20℃くらいの記憶

 大阪では最高気温が20℃を超えるようになりました。この時期になると、毎年思い出すことがあります。

 中学生になった頃、友達同士でスキーに行くようになりました。パック旅行なら、3月の末から4月の初めの期間は、びっくりするくらい料金が安いので、決まってその時期を選んでいました。

 信州で存分にスキーを楽しんだ後、帰りのバスは、大阪駅や新大阪駅に、朝早く到着します。中学生の私は、通勤する大人もまばらな梅田で電車を乗り継ぐ為、スキー板と大きな旅行カバンを引きずって歩いていました。

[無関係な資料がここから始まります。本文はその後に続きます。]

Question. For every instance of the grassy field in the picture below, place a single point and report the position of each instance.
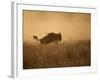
(72, 54)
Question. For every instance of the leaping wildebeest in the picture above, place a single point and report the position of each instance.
(49, 38)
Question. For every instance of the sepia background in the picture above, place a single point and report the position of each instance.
(73, 26)
(74, 49)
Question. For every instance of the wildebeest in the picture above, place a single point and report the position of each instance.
(49, 38)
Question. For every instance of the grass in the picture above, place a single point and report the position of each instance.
(72, 54)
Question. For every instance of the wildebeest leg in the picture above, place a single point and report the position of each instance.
(41, 56)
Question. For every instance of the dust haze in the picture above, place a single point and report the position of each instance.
(72, 51)
(73, 26)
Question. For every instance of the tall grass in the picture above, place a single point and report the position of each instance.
(62, 55)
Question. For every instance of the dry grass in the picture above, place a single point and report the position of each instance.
(62, 55)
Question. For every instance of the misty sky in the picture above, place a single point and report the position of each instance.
(73, 26)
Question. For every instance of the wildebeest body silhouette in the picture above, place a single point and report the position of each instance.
(49, 38)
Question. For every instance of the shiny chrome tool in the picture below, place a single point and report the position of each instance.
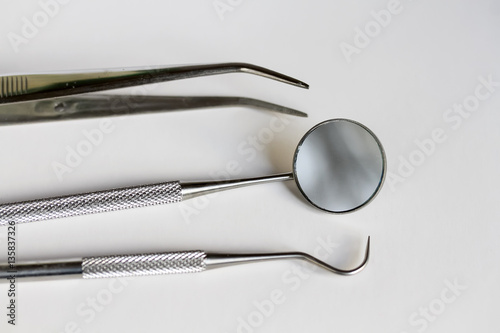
(339, 166)
(42, 97)
(159, 263)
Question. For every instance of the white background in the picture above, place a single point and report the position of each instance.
(435, 226)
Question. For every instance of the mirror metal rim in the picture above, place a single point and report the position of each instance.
(382, 152)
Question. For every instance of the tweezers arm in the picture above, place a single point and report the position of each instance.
(21, 88)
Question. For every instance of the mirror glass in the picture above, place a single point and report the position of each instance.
(339, 165)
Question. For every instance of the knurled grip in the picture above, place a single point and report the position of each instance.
(143, 264)
(89, 203)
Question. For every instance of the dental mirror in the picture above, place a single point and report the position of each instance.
(339, 166)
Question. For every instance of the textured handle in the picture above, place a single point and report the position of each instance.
(88, 203)
(145, 264)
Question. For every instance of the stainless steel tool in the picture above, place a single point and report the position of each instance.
(159, 263)
(26, 98)
(339, 166)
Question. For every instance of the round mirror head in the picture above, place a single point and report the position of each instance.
(339, 165)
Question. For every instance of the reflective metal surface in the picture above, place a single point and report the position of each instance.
(339, 165)
(165, 263)
(28, 87)
(90, 106)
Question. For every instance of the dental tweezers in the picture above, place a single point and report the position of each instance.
(43, 97)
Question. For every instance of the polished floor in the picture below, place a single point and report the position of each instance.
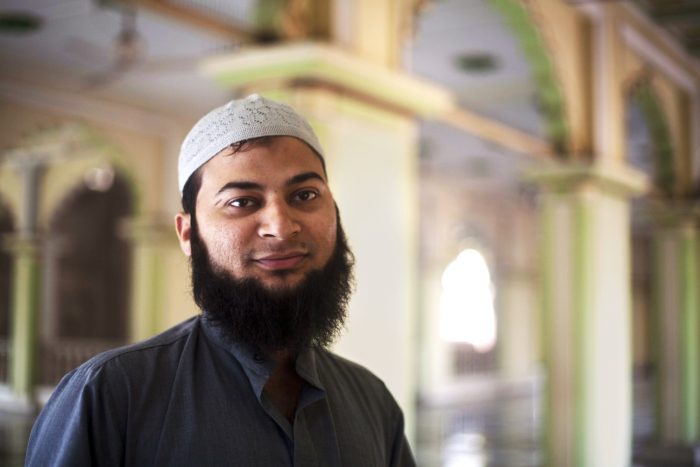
(495, 428)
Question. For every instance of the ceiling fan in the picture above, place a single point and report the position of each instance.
(129, 49)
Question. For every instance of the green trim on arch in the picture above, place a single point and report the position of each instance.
(549, 93)
(690, 342)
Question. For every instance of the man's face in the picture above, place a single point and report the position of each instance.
(265, 213)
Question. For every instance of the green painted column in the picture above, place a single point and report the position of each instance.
(24, 318)
(147, 236)
(586, 325)
(676, 314)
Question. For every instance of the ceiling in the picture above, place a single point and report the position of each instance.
(75, 47)
(681, 18)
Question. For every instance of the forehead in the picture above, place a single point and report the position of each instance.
(262, 160)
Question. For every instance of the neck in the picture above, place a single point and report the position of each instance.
(284, 386)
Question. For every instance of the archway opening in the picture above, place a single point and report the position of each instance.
(6, 229)
(87, 274)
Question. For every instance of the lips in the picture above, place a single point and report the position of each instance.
(278, 262)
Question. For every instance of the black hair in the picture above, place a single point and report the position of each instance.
(194, 183)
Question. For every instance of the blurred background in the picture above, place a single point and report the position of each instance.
(519, 180)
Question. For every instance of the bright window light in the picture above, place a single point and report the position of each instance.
(466, 305)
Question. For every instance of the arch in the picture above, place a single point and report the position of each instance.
(6, 228)
(549, 93)
(85, 150)
(86, 275)
(67, 152)
(91, 292)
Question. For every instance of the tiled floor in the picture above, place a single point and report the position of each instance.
(500, 429)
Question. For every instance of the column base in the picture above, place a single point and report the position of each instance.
(666, 455)
(10, 402)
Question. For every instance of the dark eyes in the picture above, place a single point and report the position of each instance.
(301, 196)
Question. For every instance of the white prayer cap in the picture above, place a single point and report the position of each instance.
(241, 119)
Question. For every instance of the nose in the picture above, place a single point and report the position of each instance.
(277, 221)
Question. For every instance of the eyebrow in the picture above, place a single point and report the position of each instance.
(244, 185)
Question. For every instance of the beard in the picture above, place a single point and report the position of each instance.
(246, 312)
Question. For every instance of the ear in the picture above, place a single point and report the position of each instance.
(183, 228)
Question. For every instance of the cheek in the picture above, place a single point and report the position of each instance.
(226, 246)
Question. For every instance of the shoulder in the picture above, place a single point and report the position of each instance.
(138, 357)
(343, 374)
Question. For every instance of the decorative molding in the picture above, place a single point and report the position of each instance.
(322, 63)
(617, 179)
(74, 105)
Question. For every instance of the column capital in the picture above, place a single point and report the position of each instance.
(675, 214)
(619, 180)
(324, 66)
(149, 229)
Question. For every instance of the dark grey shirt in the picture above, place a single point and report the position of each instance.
(188, 398)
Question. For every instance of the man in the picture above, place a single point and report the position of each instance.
(248, 382)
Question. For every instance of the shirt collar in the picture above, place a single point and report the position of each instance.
(258, 366)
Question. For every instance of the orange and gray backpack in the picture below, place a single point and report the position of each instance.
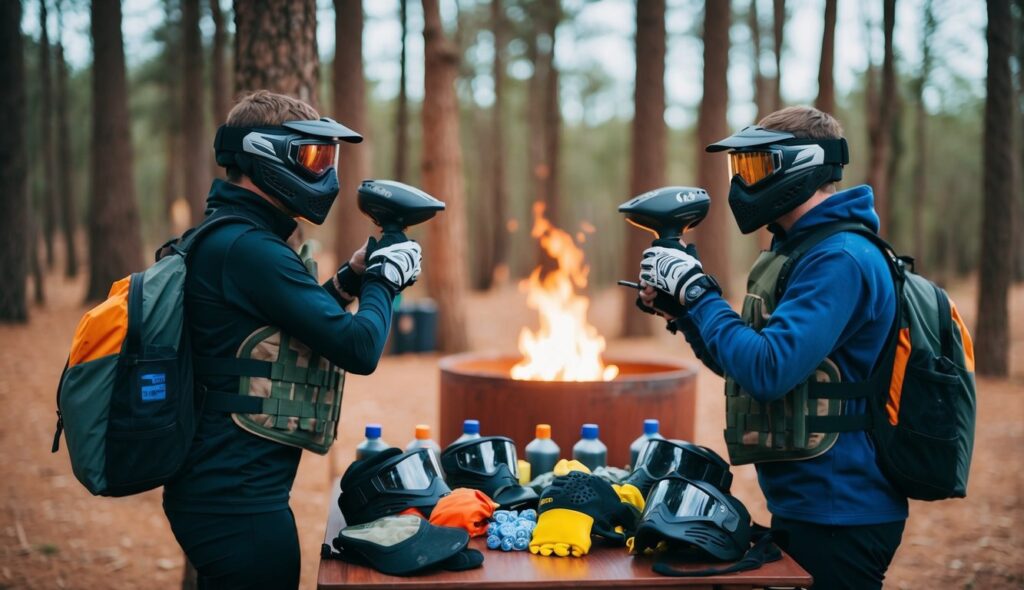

 信州と比べると、急に高くなった気温も手伝ってか、「スキーシーズンが終わる」「春休みが終わる」「新しい学年になる」など、いろんな感情が入り混じり、なんだか寂しい気持ちになっていました。

 大阪に帰って来るという事は、楽しい春休みが終わり、いつもの生活に戻るということです。体感する気温が、急激に現実を感じさせたのかもしれません。

 20年も前の、生暖かくて、少し気だるい感覚と、ビジネスマンがまばらに歩いている光景を、気温と共に、何故か今でも鮮明に思い出します。